BRIDGEWATER — It was just past dawn Tuesday, but the sun wasn’t shining through the clouds that hung over Bridgewater as commuters in their cars funneled down Main Street.
Yet, the sun shone through the beaming smiles of several town residents, waving and holding signs outside the Dairy Queen to bring joy to the travelers headed to school and work.
The townsfolk are filling in for one of their own — former councilman and local legend Carlyle Whitelow — who is in the hospital with COVID-19.
“Since he’s not out here, we’ll hold the torch till he can get back out here,” Brenda Johnson said.
On Oct. 4, Whitelow, 89, was oddly absent, Donna Pettit said in between her waves and exclamations of “Good morning” at the passing traffic. Children and adults alike waved, smiled and honked back at the small crowd filling in for Whitelow on Tuesday morning.
“Rain, snow did not ever stop him,” Pettit said.
But since his absence, residents and Whitelow’s fellow Rotarians have been stepping up to spread the joy Whitelow brings to many on their morning commute.
Whitelow has been standing outside the Dairy Queen waving to morning travelers for over a decade, according to his lifelong friend, Glen Thomas, who was outside Dairy Queen Tuesday morning with a sign that read “Get Well Coach Whitelow.”
Before taking up his spot outside the Dairy Queen, Whitelow could be found jogging or biking around the town in the mornings, waving and picking up trash. As he got older, he leans against his blue car parked in the DQ lot while he waves, according to Pettit.
In a 2018 interview, Whitelow said he started his morning ritual at DQ after a now-retired bus driver, Bobby Shank, had asked Whitelow to come and wave along his route since he missed seeing Whitelow riding his bike through the town each morning.
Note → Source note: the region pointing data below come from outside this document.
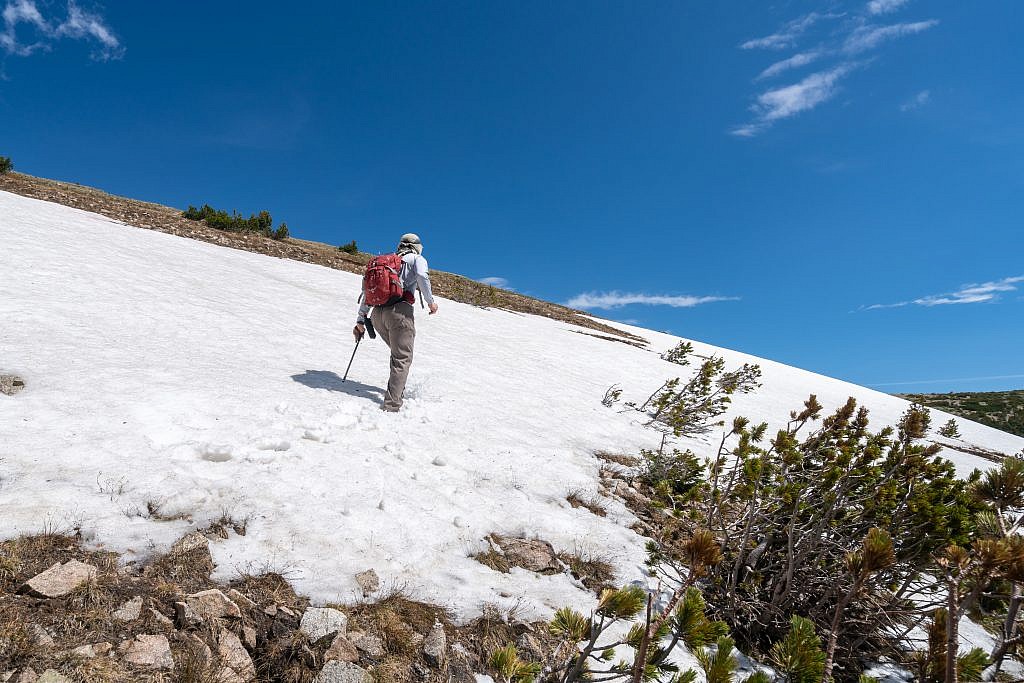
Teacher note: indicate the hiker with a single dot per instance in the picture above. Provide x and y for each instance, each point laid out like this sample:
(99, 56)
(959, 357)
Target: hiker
(393, 307)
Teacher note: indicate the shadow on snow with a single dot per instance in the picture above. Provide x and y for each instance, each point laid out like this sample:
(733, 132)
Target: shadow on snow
(326, 379)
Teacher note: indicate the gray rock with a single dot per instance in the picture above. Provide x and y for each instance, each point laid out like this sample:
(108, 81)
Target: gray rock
(242, 601)
(233, 654)
(435, 645)
(530, 554)
(249, 637)
(322, 622)
(151, 651)
(51, 676)
(160, 619)
(343, 672)
(185, 616)
(130, 610)
(188, 543)
(341, 649)
(369, 582)
(199, 651)
(59, 580)
(93, 650)
(213, 604)
(372, 645)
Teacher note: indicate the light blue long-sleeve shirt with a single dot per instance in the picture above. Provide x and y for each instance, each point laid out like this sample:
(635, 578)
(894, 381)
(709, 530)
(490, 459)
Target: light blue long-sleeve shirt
(414, 274)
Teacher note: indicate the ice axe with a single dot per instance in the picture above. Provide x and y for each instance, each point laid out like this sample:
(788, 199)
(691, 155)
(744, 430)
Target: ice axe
(373, 335)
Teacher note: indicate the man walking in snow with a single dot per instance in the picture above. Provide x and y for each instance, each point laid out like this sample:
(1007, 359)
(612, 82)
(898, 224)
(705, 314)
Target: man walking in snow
(394, 322)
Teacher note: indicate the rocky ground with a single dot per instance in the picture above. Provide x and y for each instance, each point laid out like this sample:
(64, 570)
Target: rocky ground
(167, 219)
(71, 614)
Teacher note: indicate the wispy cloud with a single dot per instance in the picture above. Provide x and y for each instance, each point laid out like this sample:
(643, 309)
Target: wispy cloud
(868, 37)
(885, 6)
(78, 25)
(796, 61)
(977, 293)
(500, 283)
(787, 35)
(607, 300)
(845, 47)
(790, 100)
(916, 101)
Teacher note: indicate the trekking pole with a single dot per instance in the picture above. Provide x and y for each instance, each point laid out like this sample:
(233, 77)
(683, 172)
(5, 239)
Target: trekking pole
(352, 358)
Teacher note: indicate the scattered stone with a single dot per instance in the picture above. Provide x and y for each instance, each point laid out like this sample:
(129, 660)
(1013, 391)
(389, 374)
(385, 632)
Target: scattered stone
(369, 582)
(343, 672)
(40, 635)
(226, 675)
(530, 554)
(130, 610)
(322, 622)
(200, 651)
(233, 654)
(241, 600)
(52, 676)
(249, 637)
(59, 580)
(435, 645)
(152, 651)
(10, 384)
(341, 649)
(188, 543)
(213, 604)
(185, 615)
(93, 650)
(371, 645)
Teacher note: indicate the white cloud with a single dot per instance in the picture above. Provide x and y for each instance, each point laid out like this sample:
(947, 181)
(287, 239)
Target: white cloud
(796, 61)
(787, 35)
(500, 283)
(978, 293)
(608, 300)
(79, 25)
(790, 100)
(916, 101)
(868, 37)
(885, 6)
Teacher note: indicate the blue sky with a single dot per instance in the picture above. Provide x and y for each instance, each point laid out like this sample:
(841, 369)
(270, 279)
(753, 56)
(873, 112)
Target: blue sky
(836, 185)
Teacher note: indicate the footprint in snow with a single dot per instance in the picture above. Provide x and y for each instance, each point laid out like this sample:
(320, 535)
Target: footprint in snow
(272, 444)
(214, 453)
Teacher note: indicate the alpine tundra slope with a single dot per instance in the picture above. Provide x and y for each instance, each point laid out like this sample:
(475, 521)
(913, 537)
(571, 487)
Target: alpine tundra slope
(170, 382)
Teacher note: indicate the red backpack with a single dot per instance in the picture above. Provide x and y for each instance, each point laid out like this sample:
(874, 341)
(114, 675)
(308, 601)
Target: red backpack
(381, 282)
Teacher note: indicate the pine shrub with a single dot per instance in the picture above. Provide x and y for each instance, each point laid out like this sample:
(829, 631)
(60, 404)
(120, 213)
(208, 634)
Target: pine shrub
(259, 223)
(949, 430)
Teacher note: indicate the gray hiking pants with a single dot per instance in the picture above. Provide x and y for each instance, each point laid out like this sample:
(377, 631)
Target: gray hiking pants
(397, 329)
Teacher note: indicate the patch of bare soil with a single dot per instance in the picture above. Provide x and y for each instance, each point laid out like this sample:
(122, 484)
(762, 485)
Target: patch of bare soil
(166, 219)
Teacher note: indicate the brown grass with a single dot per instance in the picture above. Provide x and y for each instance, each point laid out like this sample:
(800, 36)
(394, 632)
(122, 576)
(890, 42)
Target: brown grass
(167, 219)
(590, 568)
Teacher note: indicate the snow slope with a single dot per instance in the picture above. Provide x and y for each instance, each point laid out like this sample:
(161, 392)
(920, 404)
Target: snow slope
(198, 380)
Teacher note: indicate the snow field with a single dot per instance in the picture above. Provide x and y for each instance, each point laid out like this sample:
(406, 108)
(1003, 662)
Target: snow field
(175, 376)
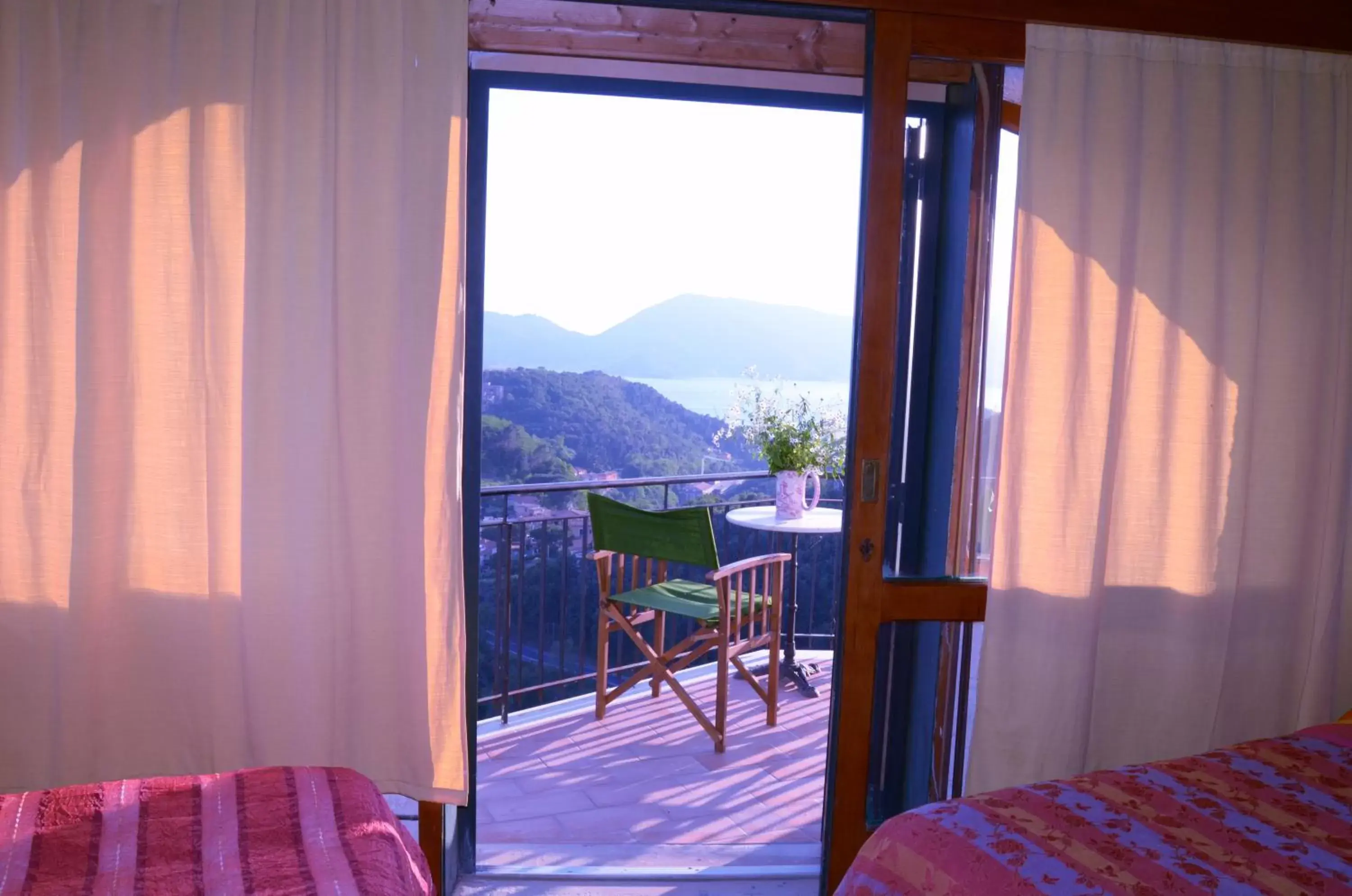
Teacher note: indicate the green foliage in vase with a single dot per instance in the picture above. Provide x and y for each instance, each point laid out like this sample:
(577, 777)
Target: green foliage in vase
(789, 434)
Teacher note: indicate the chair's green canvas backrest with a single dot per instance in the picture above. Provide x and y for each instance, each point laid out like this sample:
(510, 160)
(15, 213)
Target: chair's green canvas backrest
(683, 535)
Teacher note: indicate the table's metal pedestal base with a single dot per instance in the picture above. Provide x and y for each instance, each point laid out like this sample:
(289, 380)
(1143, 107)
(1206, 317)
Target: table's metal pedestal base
(794, 672)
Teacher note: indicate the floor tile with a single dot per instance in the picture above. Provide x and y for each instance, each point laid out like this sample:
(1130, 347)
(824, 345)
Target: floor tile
(648, 773)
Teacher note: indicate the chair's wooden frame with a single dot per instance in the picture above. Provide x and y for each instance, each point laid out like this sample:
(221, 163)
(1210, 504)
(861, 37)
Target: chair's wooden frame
(735, 633)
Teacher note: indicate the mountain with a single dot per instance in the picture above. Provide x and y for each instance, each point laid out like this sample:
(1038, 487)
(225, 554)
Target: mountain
(547, 420)
(682, 338)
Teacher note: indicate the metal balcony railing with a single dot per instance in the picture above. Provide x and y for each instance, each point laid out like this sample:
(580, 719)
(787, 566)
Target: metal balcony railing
(539, 594)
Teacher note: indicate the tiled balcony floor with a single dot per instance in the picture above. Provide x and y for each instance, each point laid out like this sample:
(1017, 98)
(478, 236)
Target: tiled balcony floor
(648, 773)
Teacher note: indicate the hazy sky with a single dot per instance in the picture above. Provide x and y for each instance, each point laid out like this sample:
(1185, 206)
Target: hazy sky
(602, 206)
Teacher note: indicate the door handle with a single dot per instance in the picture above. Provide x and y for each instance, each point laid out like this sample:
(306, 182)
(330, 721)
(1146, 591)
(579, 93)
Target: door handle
(868, 480)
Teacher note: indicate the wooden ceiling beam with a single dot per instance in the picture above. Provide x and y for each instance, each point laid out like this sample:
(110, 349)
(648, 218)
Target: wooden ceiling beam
(648, 34)
(1313, 25)
(607, 32)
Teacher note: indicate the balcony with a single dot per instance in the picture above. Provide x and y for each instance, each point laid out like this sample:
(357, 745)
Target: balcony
(559, 788)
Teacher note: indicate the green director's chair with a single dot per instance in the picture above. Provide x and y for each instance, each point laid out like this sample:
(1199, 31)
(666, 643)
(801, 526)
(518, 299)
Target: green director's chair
(737, 608)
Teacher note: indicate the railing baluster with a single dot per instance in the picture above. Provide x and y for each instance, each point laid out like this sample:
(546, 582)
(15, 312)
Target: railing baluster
(586, 604)
(509, 576)
(521, 606)
(540, 613)
(563, 602)
(506, 657)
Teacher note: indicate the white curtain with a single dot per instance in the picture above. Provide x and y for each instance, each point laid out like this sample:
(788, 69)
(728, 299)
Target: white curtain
(230, 390)
(1174, 487)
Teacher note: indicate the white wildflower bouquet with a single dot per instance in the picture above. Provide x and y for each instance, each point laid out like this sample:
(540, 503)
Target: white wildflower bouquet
(787, 433)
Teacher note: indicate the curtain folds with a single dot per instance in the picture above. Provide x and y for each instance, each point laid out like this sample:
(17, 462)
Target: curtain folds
(232, 329)
(1170, 558)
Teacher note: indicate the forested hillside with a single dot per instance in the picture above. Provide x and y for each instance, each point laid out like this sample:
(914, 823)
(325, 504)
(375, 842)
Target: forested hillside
(544, 425)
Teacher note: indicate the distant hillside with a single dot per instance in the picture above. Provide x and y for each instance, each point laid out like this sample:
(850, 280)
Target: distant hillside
(682, 338)
(589, 421)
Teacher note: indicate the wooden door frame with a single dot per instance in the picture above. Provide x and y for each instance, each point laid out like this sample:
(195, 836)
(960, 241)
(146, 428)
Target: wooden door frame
(870, 598)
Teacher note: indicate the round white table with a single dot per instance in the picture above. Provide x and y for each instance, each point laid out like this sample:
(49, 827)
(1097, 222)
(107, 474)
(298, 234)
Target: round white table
(820, 521)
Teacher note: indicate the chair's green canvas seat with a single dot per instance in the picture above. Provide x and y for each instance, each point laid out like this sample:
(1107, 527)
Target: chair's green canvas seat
(683, 598)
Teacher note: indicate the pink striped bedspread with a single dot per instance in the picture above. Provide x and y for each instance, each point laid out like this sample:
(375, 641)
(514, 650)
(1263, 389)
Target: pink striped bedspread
(271, 832)
(1266, 817)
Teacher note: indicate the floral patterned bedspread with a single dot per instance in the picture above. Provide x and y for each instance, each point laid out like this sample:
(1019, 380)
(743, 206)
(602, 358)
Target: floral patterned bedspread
(1266, 817)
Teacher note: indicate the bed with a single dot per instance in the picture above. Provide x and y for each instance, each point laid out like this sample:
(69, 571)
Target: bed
(1265, 817)
(272, 832)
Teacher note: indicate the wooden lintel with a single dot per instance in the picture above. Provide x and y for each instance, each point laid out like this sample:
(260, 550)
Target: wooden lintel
(974, 40)
(944, 600)
(649, 34)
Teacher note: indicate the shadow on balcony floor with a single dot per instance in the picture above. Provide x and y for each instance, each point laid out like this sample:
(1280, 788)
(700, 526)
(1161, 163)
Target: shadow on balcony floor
(648, 775)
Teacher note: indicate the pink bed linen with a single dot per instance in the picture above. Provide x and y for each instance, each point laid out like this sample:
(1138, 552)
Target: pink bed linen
(1266, 817)
(274, 832)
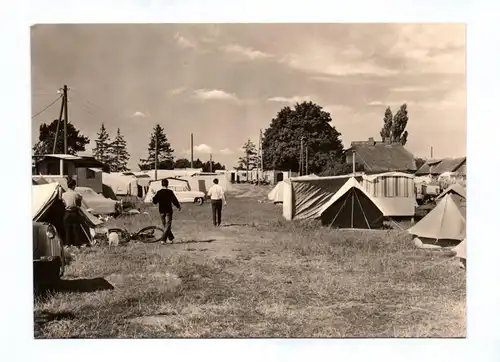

From there, he took up his station, bringing smiles to travelers in the Bridgewater morning rush hour.
Whitelow has been gone since he went to the hospital after a fall, and while there, health care workers had found he had COVID-19 and now is battling COVID pneumonia, according to Thomas.
He said family and friends are asking the community to pray for him, and to get vaccinated.
“Just think about the number of people that come by here and wave,” Thomas said as a Rockingham County school bus passed by. “Not many people would do that — sit here every morning and wave to people.”
Whitelow and Thomas grew up together in the southern Rockingham County town throughout the era of segregation.
“It was unusual that Blacks and whites could get together back in those days and just enjoy each other’s company,” Thomas said. “We’d get out on the playgrounds and and play ball together.”
Whitelow joined the Army and then became the first Black athlete in the state to play at a majority white school when he was a running back for the Bridgewater College Eagles in 1955 while studying at the college. He also ran track and played basketball before he graduated in 1959.
His parents had worked at BC as cooks, according to Thomas.
Whitelow later earned a master’s in supervision and administration from the University of Virginia in 1969 after teaching in Staunton. He returned to BC, where he taught until he retired in 1997.
That year, the hometown hero was inducted into the BC Hall of Fame, and nearly 20 years later, in June 2018, the town named Whitelow Park after him.
Pettit said Whitelow sets an example for children.
“He’s a good example, especially in the world today with all the hate is going on and bullying and everything,” Pettit said.
The kids Whitelow waves to head to school, where his good cheer still follows, according to an administrator.
“People wanting to pick up the torch while Carlyle is unable is a real testament to the impact he has had on our community here in Bridgewater,” Sara Hammill, principal of John Wayland Elementary School just north of Bridgewater, said in a Tuesday email. “His care and positivity set a wonderful example for our students and adults alike.”
Bill Kyger, Rockingham County supervisor and a friend of Whitelow, said Monday he would be out there with the Bridgewater residents too, but he’s at a National Association of Counties conference in Utah.
“The community is rallying around him to pick up where he can’t do so much right now, so everybody else is chipping in,” Kyger said.
Thomas said well-wishers have visited Whitelow at Sentara RMH Medical Center and they exchanged something well-known to Whitelow — a wave of friendship and support.